The ancient Egyptians held cats in the highest esteem – Cats have not forgotten this!

The ancient Egyptians were respectful towards the animals that shared their world and associated many of them with deities or positive human characteristics. However, no animal was held in such esteem as the cat. Cats were closely connected to a number of gods and goddesses, and there is evidence that they were considered to be demi-gods in their own right.

They worshipped a Cat Goddess, often represented as half feline, half woman, whom they called Bastet. The main centre for the worship of Bastet was in northern Egypt at the city of Bubastis.

Perhaps the earliest feline Egyptian goddess recorded was called Mafdet. and is described in the Pyramid Texts as killing a serpent with her claws. A representation of Mafdet (possibly translated as "runner") found on a stone vase in a tomb at Abydos (approx. 2800 BC) shows a large cat probably a cheetah or leopard. While the Egyptians had several other feline Goddesses, such as the lioness headed Sekhmet, only Bastet was represented by the domesticated cat.

Nearly all homes had a cat. Cats caught rats and snakes and mice. But that was just a bonus. The ancient Egyptians did not worship cats, but they did believe that cats had magical powers. They believed cats guarded their children and their homes. It was against the law in ancient Egypt to harm a cat. If you killed a cat, the punishment could be death.

The ancient Egyptians were respectful towards the animals that shared their world and associated many of them with deities or positive human characteristics. However, no animal was held in such esteem as the cat.

It seems that the cat is in fact indigenous to Egypt. There is evidence that the majority of the world's cats can trace their ancestry to an Egyptian cat. It is sometimes suggested that cats were introduced into Egypt from Persia around 2000 B.C.E or from Nubia during the New Kingdom but this is unlikely due to significant evidence that cats lived in Egypt before these dates. In fact, archaeologists found a man interred with his cat in a burial mound in Mostagedda near Asyut dated to around 6,000 years ago. The cat may not have been domesticated, but was clearly important to the deceased. It is generally suggested that cats were domesticated in Egypt around 2000 B.C.E. Dogs had already been domesticated for over a thousand years by this time. 

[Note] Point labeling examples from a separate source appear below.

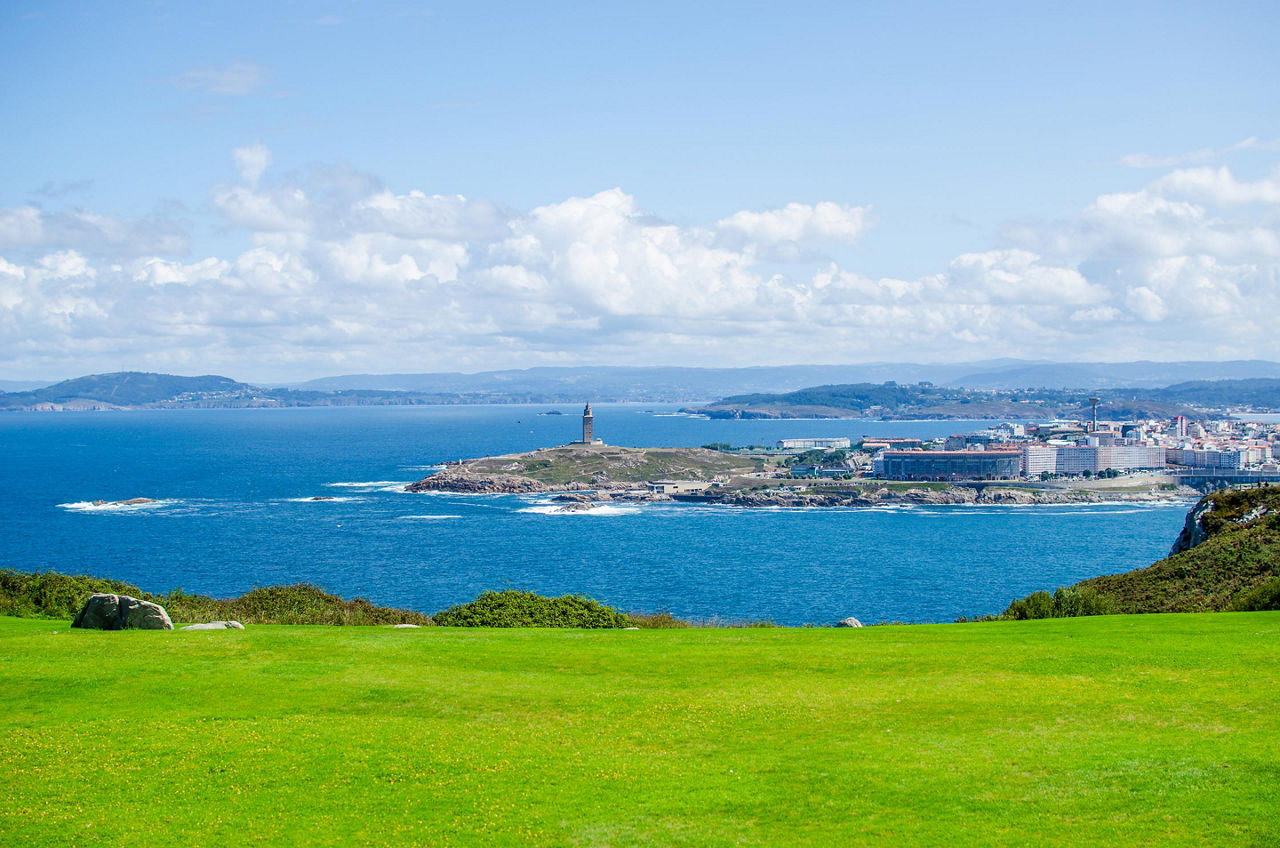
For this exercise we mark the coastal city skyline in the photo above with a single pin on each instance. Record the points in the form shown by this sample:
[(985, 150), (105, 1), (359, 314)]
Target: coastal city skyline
[(391, 187)]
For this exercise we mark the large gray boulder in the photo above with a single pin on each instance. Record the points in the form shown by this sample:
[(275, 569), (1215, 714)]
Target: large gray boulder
[(1193, 530), (120, 612)]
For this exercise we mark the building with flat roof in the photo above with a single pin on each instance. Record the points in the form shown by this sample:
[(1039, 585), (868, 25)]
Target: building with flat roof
[(839, 443), (951, 465)]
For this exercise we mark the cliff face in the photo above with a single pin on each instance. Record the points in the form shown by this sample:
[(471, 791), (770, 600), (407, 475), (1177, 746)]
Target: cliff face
[(1225, 557)]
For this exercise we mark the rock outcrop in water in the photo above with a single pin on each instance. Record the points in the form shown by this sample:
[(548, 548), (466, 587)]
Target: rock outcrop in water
[(470, 483)]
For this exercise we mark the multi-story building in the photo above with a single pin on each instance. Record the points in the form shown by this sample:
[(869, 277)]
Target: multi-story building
[(813, 443), (950, 465)]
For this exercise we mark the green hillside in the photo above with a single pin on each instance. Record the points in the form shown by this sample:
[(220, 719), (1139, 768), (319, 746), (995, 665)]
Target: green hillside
[(1237, 566), (1119, 730), (129, 388)]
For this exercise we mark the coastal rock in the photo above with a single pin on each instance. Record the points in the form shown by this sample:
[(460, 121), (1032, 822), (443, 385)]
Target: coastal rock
[(950, 495), (469, 483), (105, 611), (576, 506), (1193, 530)]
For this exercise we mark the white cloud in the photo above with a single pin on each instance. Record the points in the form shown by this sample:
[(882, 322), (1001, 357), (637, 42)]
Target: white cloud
[(1201, 156), (1217, 186), (823, 222), (236, 80), (339, 273), (251, 162)]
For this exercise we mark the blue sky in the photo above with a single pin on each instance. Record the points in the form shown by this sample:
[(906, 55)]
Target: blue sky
[(928, 165)]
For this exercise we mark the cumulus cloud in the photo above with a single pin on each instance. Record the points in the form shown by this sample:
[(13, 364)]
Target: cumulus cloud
[(251, 162), (1202, 156), (823, 222), (237, 80), (342, 273)]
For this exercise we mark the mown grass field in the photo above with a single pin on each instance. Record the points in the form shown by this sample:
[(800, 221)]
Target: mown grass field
[(1120, 730)]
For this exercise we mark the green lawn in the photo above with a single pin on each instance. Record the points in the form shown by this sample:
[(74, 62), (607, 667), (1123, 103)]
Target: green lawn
[(1109, 730)]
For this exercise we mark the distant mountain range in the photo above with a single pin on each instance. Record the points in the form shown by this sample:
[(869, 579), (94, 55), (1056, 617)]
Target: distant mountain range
[(974, 384), (679, 384)]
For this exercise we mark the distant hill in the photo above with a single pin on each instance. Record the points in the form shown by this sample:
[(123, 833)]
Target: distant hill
[(22, 386), (1226, 557), (923, 401), (1097, 375), (124, 390), (685, 384), (640, 383)]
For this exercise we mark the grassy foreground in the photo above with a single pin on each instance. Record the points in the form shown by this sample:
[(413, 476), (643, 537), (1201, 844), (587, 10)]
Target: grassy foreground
[(1102, 730)]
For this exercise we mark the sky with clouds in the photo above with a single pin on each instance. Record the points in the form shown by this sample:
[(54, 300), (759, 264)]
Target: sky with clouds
[(292, 190)]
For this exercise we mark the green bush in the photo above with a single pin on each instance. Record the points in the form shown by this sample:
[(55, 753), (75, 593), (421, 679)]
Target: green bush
[(1066, 602), (1261, 597), (1037, 605), (300, 603), (48, 595), (516, 609), (1074, 601)]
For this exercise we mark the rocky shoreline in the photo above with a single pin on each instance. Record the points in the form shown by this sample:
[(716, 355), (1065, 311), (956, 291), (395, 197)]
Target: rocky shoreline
[(579, 496)]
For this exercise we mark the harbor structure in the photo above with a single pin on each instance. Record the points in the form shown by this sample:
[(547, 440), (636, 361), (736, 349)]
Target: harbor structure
[(951, 465), (588, 428), (839, 443)]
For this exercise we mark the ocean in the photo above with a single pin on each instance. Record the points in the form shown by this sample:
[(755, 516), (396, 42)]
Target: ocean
[(234, 511)]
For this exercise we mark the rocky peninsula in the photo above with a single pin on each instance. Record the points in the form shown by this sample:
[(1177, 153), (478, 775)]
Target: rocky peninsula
[(583, 475)]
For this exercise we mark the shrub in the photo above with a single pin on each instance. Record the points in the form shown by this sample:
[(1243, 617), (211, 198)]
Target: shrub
[(298, 603), (1037, 605), (1080, 600), (48, 595), (1265, 596), (517, 609), (1066, 602)]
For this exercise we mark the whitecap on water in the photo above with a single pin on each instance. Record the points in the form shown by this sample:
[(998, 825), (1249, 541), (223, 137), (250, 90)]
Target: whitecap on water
[(115, 506), (373, 486), (604, 509)]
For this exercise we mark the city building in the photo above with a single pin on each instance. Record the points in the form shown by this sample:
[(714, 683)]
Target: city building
[(839, 443), (950, 465)]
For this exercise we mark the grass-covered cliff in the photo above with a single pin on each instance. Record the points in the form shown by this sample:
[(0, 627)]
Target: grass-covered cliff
[(1228, 557), (597, 465), (1119, 730)]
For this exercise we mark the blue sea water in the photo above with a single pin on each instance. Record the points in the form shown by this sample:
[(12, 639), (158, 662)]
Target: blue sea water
[(234, 513)]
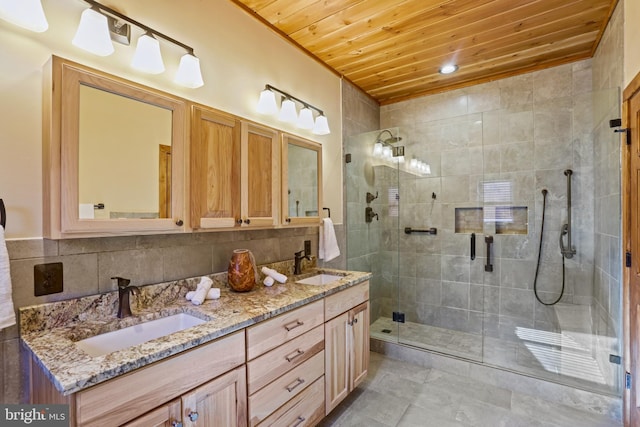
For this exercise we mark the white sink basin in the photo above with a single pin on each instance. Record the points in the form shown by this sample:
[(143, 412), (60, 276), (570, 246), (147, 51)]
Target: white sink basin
[(320, 279), (133, 335)]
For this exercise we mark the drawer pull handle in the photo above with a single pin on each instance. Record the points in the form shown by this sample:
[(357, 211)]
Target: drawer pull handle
[(299, 421), (294, 385), (291, 326), (295, 355)]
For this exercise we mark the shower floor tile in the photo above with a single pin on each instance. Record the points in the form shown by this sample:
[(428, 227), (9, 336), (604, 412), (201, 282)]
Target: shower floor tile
[(563, 358)]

Cat’s diets changed somewhat as they were provided with food by grateful humans, and breeding programs heightened certain characteristics in the formerly wild animals. The ancient Egyptians even hunted with their cats, a seemingly amazing feat of co-operation with an animal renowned for its stubborn individualism. Most importantly, they loved and respected their cats for being playful and affectionate companions but also highly intelligent skilful predators.

Cats were also important in the interpretation of dreams. Apparently seeing a cat in your dream confirmed that you would have a good harvest.

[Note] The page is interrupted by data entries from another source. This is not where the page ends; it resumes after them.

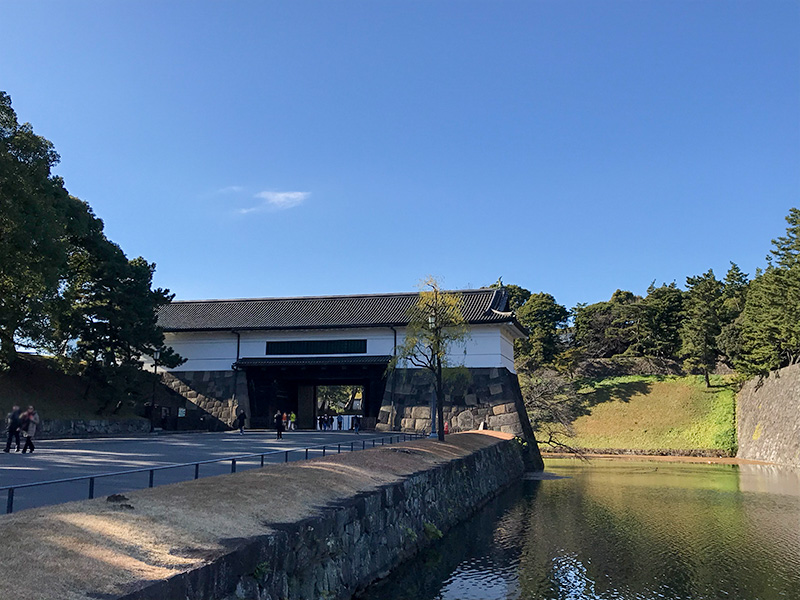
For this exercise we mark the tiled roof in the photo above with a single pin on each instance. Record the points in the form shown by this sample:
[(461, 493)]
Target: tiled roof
[(487, 305), (313, 360)]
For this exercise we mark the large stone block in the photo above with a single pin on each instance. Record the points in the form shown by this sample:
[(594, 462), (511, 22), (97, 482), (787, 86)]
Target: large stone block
[(421, 412), (422, 424), (497, 421)]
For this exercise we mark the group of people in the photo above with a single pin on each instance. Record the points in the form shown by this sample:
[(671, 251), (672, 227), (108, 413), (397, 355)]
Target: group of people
[(24, 423), (326, 422), (284, 422)]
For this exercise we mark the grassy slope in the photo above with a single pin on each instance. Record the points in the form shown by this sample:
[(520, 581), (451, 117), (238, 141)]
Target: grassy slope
[(34, 380), (657, 413)]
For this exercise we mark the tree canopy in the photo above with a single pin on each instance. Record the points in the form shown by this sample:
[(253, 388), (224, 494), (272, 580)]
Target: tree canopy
[(65, 288), (436, 325)]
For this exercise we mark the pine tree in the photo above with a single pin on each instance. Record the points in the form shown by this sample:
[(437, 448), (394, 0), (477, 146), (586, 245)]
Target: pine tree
[(701, 324), (770, 321)]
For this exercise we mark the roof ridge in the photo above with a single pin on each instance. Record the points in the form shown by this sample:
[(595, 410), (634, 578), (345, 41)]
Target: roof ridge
[(331, 297)]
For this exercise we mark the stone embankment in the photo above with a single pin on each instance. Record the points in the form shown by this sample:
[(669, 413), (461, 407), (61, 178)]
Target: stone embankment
[(72, 428), (313, 529), (768, 418)]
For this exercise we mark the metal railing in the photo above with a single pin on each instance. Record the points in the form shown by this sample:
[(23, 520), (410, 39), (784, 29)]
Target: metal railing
[(348, 446)]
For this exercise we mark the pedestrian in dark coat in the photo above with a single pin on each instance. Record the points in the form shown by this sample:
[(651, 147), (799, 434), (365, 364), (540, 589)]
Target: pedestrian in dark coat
[(30, 421), (13, 427)]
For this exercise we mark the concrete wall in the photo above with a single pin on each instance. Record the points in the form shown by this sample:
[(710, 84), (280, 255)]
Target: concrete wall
[(488, 345), (305, 530), (768, 418), (77, 428)]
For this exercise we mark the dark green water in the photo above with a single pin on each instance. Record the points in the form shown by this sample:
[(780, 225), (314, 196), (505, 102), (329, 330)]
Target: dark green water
[(621, 530)]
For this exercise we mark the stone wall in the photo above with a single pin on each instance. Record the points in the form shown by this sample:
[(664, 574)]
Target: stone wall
[(212, 397), (314, 529), (71, 428), (489, 396), (768, 418), (352, 544)]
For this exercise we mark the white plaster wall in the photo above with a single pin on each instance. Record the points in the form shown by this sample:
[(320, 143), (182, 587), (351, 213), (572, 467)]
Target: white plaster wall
[(205, 351), (487, 346)]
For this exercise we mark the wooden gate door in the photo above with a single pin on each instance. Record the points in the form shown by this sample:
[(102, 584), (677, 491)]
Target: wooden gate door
[(305, 407)]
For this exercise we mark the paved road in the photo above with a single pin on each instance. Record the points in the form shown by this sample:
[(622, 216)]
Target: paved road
[(57, 459)]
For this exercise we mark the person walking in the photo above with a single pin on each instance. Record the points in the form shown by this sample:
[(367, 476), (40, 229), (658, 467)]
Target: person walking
[(279, 425), (13, 421), (28, 425)]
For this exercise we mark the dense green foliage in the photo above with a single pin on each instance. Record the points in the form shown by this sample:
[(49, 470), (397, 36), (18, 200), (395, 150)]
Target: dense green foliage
[(655, 413), (65, 288), (752, 326), (436, 324)]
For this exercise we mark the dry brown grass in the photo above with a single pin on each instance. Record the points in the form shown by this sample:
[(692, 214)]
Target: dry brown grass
[(96, 548)]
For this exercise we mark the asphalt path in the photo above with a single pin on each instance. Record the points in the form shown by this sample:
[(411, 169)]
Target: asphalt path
[(60, 459)]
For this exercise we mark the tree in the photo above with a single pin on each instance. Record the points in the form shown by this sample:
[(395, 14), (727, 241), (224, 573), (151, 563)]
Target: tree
[(545, 319), (517, 296), (734, 297), (770, 321), (436, 324), (701, 324), (65, 287), (607, 329), (553, 404)]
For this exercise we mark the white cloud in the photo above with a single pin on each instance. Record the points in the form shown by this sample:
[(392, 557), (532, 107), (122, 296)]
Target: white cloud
[(231, 189), (276, 201)]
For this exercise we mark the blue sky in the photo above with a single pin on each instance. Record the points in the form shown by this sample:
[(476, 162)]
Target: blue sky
[(305, 148)]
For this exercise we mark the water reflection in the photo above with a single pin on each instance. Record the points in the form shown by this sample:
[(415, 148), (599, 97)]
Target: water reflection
[(620, 530)]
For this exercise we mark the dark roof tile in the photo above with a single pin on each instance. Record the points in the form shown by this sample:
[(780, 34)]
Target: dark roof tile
[(485, 305)]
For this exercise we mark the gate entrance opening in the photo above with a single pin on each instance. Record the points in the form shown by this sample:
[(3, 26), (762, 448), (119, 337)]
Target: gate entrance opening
[(310, 386)]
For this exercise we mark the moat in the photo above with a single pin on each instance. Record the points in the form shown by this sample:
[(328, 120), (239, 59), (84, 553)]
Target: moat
[(620, 530)]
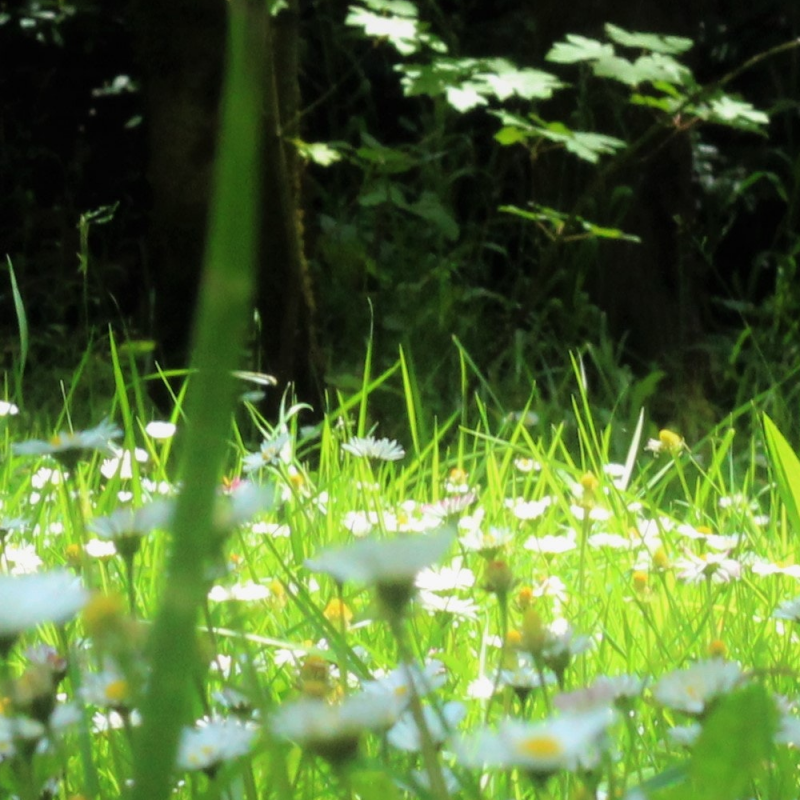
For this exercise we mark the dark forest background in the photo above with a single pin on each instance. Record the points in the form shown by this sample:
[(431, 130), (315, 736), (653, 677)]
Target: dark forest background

The Egyptians did not distinguish between a wild cat and a domesticated cat; all cats were known as "miu" (or "miut") often translated as "he or she who mews". The origin of this name is not clear but it seems likely that it is an onomatopoetic reference to the sound a cat makes (mew). Little girls were often named "Miut" (literally meaning "female cat") displaying the Egyptians fondness for both cats and children.

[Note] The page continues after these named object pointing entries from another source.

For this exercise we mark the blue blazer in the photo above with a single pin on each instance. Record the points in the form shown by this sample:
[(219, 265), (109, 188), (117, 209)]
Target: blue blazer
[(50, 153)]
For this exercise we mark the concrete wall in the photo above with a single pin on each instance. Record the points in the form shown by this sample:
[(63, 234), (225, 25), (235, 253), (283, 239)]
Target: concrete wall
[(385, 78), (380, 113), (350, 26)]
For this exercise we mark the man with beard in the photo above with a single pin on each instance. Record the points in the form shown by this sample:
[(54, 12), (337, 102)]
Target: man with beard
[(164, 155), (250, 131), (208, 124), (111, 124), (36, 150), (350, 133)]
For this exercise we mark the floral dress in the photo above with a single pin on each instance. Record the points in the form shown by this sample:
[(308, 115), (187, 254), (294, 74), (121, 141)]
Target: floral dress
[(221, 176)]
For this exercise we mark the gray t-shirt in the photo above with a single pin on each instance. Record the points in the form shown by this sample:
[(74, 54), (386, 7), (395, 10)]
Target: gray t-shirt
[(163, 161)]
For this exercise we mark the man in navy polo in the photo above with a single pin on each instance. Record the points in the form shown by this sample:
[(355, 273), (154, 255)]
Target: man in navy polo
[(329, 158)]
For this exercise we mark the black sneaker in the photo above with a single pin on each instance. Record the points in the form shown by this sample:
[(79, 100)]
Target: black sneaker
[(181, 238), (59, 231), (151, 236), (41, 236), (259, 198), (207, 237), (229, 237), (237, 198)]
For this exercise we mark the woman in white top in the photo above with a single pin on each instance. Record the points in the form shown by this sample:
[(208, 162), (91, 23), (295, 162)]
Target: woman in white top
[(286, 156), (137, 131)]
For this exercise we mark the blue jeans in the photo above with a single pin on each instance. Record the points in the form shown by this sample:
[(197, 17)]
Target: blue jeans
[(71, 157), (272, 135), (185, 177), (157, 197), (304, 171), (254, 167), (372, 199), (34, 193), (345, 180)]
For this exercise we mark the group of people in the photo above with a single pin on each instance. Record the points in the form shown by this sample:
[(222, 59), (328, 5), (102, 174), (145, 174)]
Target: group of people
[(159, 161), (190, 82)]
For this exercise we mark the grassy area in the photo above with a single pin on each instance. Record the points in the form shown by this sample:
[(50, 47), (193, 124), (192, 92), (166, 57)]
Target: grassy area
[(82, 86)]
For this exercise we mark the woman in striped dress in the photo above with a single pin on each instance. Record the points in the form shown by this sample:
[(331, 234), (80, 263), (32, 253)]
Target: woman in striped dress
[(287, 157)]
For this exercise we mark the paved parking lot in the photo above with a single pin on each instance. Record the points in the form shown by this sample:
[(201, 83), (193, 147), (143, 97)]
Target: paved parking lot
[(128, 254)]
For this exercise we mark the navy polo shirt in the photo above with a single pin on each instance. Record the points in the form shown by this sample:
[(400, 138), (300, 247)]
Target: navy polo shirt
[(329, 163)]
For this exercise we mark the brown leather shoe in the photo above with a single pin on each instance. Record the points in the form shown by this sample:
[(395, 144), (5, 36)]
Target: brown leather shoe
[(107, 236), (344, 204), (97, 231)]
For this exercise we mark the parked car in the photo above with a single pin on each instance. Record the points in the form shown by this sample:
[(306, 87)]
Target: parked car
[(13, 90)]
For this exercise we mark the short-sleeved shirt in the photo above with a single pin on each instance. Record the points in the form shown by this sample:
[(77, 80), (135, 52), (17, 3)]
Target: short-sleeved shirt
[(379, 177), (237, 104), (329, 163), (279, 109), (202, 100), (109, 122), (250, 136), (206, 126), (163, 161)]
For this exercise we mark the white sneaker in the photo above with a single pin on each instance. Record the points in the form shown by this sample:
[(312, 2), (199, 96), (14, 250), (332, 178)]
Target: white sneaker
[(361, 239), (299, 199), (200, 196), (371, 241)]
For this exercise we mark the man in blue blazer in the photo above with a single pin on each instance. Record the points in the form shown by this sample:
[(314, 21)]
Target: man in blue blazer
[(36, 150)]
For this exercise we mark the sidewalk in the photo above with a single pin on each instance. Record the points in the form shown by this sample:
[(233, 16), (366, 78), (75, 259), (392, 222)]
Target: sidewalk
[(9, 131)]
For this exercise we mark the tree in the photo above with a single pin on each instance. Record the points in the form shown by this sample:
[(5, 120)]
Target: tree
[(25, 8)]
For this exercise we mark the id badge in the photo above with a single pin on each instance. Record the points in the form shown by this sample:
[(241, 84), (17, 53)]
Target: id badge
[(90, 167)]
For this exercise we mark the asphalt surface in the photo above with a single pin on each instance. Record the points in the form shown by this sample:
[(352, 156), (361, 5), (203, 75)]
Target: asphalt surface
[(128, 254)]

When a cat died, their human family would go into a deep mourning and shave their eyebrows. The cat would then be mummified and buried along with provisions such as milk, mice and rats. Cats were often taken to Bubastis to be buried, but tombs have also been discovered in Giza, Abydos, Denderah and Beni Hasan. For example, a tomb in Beni Hassan was discovered in 1888 which contained an estimated 80,000 feline burials.

The deceased cat was wrapped in fine linen and taken to be embalmed. Diodorus recorded that the deceased cat was "treated with cedar oil and such spices as have the quality of imparting a pleasant odour and of preserving the body for a long time."

Often, throughout our many incarnations, we have a preference for certain animals. If you have a love of cats – maybe you were an Egyptian in a previous life!!